MIT Angstrom Project

Principal Investigator Anant Agarwal


The MIT-led Angstrom team will rethink computing and create a fundamentally new computing architecture to meet the challenges of extreme-scale computing. Project Angstrom’s goal is to create the fundamental technologies necessary for extreme-scale computers. Extreme-scale computers face several major challenges, the most difficult four being the energy efficiency challenge, the scalability challenge, the programmability challenge and the dependability challenge. We address these challenges from basic hardware/software research, to chip and system fabrication with a team that includes MIT's CSAIL, MTL, RLE, and MPhC labs; industry partners Freescale Semiconductor, Mercury Federal Systems and Lockheed ATL; and the University of Maryland Department of ECE. Angstrom is funded by the DARPA UHPC (Ubiquitous High-Performance Computing) program.

Project Angstrom’s vision to address the four major challenges of extreme-scale computing is based on two key foundations: creating a revolutionary SElf-awarE Computational model called SEEC, and a fully distributed factored architecture for both hardware and software.

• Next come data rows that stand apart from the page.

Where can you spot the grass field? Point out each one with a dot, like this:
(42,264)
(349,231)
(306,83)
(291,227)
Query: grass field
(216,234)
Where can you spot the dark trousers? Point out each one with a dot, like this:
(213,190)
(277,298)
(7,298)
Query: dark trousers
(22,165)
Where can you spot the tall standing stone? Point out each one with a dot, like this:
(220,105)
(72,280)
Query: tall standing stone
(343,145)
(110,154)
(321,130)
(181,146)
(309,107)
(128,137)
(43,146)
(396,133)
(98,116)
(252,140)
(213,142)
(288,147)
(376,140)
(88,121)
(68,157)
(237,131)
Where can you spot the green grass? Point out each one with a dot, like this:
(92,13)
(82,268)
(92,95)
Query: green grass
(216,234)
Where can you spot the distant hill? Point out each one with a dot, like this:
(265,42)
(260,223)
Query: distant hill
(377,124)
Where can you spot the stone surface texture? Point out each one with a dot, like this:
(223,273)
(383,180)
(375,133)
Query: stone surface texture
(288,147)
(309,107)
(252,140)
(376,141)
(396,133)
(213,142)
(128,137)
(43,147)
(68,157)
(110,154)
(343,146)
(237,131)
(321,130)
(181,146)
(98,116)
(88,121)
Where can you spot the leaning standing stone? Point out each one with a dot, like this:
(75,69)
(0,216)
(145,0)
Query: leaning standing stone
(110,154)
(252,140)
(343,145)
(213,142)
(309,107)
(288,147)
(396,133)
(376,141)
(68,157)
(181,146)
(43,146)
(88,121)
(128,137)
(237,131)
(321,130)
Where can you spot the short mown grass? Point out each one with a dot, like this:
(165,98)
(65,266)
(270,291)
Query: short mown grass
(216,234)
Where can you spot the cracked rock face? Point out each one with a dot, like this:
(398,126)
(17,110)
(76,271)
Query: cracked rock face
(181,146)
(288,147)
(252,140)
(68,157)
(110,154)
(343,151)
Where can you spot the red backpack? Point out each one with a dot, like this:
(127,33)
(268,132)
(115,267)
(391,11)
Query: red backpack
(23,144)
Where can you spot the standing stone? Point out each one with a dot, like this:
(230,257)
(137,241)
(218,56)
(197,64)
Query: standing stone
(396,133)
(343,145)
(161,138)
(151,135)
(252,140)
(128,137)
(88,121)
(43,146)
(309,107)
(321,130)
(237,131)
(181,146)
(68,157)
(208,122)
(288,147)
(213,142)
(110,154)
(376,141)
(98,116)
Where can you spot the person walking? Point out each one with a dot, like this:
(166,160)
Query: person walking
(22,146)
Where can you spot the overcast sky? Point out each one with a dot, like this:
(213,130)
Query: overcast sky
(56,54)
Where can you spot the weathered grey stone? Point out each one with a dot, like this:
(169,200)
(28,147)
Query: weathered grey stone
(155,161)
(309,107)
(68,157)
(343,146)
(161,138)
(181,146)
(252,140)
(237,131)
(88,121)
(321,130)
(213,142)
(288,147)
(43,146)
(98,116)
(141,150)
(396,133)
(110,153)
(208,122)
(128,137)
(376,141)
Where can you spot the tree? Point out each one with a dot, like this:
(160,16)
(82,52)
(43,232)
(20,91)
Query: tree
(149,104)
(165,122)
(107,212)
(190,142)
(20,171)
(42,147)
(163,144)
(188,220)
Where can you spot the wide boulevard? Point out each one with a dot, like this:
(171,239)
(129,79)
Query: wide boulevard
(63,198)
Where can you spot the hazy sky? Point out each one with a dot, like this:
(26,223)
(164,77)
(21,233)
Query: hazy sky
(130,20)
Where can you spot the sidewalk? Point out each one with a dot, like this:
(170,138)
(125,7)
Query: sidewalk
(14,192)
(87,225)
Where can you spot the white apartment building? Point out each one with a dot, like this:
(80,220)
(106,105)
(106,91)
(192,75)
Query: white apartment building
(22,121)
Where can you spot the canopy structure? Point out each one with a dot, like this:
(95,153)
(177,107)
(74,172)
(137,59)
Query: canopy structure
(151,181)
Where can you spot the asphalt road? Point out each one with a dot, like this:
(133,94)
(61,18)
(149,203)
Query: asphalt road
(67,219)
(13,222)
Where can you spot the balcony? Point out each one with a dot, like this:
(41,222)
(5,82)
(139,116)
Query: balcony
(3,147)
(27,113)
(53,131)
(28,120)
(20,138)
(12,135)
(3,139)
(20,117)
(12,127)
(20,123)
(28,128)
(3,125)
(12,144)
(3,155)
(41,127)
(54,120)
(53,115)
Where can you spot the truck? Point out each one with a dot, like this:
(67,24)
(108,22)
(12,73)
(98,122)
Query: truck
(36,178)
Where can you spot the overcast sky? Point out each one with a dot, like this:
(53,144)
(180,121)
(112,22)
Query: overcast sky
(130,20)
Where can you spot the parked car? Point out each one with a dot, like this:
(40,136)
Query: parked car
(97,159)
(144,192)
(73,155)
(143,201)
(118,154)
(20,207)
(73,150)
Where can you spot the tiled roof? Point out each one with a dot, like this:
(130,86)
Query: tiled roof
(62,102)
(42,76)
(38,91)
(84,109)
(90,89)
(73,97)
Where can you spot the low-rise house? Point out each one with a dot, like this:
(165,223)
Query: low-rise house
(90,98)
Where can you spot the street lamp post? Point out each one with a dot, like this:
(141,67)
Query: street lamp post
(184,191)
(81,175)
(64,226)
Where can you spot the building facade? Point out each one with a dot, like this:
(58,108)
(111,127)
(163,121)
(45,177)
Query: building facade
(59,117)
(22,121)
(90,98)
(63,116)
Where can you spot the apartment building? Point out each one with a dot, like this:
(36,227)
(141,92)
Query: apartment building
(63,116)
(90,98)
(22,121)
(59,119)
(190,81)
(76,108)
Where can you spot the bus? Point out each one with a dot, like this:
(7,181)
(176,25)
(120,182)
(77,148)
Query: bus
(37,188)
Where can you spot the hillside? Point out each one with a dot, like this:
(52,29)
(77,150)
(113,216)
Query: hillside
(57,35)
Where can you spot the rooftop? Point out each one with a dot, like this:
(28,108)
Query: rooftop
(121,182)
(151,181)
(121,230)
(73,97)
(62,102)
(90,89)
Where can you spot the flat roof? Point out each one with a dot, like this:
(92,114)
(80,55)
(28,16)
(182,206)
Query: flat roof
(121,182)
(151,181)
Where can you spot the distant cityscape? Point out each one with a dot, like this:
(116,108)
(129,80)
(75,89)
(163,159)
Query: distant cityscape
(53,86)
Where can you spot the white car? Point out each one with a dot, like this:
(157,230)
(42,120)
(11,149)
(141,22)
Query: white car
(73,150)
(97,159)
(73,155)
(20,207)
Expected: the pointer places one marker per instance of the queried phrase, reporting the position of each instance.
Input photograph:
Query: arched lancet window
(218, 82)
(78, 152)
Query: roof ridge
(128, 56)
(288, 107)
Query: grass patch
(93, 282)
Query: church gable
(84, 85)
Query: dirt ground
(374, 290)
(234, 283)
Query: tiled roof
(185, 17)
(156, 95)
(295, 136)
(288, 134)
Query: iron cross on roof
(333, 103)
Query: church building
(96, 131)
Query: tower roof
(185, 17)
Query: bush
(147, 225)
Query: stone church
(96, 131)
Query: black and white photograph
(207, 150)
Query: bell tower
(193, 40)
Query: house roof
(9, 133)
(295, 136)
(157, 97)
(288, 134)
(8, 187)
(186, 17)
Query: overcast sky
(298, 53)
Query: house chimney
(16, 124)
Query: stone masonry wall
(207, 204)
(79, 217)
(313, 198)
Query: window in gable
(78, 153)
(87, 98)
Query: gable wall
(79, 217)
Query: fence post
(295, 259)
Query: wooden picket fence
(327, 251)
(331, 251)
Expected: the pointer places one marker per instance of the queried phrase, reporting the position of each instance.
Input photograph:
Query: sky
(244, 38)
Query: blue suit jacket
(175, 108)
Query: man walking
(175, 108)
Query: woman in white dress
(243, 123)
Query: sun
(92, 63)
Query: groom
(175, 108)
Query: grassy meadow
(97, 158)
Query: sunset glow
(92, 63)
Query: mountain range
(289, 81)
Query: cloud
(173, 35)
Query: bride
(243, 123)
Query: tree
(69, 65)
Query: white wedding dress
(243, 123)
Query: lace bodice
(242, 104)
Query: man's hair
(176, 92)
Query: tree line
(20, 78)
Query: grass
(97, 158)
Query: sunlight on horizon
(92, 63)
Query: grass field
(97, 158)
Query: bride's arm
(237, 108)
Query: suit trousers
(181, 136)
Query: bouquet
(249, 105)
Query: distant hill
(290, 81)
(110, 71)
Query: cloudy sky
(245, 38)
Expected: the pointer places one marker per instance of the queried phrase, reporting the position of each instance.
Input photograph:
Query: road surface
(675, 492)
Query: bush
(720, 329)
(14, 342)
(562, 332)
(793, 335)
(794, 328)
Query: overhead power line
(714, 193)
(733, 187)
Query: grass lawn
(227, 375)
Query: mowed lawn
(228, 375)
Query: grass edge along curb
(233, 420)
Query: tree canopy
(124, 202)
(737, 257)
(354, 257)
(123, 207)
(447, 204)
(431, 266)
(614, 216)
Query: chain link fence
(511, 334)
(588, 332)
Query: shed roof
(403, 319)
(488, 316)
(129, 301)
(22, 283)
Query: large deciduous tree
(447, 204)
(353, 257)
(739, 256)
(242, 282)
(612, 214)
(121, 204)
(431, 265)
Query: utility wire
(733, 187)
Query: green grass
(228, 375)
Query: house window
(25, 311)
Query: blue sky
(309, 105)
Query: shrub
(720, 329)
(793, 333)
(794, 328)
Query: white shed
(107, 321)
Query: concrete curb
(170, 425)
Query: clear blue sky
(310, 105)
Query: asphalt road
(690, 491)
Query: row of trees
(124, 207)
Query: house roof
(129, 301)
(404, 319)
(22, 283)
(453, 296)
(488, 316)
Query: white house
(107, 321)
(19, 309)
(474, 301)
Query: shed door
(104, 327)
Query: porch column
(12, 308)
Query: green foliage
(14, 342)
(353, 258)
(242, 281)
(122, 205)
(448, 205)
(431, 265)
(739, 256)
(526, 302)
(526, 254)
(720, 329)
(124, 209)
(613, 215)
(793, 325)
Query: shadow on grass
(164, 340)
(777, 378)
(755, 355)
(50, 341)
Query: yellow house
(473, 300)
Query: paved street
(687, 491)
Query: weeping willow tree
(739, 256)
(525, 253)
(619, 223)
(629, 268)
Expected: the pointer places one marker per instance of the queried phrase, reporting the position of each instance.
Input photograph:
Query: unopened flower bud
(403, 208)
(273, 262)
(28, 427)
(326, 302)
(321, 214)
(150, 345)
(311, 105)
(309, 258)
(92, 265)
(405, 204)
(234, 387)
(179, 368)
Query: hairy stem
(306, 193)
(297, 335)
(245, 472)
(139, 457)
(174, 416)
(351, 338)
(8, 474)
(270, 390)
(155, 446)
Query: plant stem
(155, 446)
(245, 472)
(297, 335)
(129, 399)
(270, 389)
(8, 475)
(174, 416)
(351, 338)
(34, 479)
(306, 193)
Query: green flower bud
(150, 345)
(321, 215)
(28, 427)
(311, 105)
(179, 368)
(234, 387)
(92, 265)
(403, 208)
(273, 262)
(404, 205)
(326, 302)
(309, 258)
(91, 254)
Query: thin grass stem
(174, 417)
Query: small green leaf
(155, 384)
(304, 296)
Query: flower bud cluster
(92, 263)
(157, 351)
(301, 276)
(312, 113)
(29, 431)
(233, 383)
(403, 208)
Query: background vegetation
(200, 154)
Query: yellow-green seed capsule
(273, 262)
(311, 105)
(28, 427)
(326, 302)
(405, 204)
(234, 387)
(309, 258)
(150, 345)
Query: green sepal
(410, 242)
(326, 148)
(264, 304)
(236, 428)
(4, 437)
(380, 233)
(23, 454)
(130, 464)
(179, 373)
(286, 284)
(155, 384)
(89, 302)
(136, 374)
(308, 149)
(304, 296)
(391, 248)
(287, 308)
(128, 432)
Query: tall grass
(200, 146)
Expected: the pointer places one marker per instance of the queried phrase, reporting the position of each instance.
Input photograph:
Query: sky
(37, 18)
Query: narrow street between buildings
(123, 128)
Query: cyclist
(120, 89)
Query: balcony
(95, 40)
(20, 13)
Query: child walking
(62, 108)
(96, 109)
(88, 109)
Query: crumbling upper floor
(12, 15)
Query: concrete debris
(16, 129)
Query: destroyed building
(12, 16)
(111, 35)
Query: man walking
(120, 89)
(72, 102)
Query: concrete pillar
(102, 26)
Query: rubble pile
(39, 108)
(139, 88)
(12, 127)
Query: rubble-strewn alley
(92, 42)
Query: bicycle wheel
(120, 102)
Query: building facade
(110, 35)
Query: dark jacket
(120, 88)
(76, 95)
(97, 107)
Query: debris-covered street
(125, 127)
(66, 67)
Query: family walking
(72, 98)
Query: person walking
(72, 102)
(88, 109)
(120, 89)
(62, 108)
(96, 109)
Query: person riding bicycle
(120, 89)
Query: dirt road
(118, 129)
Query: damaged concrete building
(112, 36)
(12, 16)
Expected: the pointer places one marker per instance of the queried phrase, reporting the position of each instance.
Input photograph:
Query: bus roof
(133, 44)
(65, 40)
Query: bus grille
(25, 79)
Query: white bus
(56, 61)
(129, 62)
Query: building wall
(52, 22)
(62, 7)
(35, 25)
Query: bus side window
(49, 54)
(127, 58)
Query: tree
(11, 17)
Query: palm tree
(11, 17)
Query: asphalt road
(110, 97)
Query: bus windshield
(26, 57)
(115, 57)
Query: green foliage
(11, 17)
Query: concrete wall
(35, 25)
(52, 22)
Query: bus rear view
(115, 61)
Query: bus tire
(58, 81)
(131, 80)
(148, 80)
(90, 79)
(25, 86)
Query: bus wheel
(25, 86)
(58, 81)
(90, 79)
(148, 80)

Project Angstrom has been working toward designing computer hardware and software systems that will essentially act as 'brains' to coordinate computer components and to learn, thereby allowing them to optimize themselves to meet user-specified goals. Application heartbeats, released as open source by Project Angstrom team members a year ago, monitors how all the different applications in a multicore processor computing environment (from cell phones to supercomputers) are running and manages their behavior, including performance, power consumption and output quality. Future systems will not only be able to tell which individual components are not meeting their goals and need additional resources, but will learn from the experience, avoiding this kind of problem in the future -- or at least will fix it more efficiently.

Project Angstrom’s self-aware computing has been selected by the editors of Scientific American as one of "Ten World Changing Ideas" in the December 2011 issue. Project Angstrom is an MIT-led research consortium that is based in the Computer Science and Artificial Intelligence Laboratory (CSAIL) and engages researchers from the Research Laboratory of Electronics, Microsystems Technology Laboratories and the Materials Processing Center, as well as several external collaborators from industry and academia.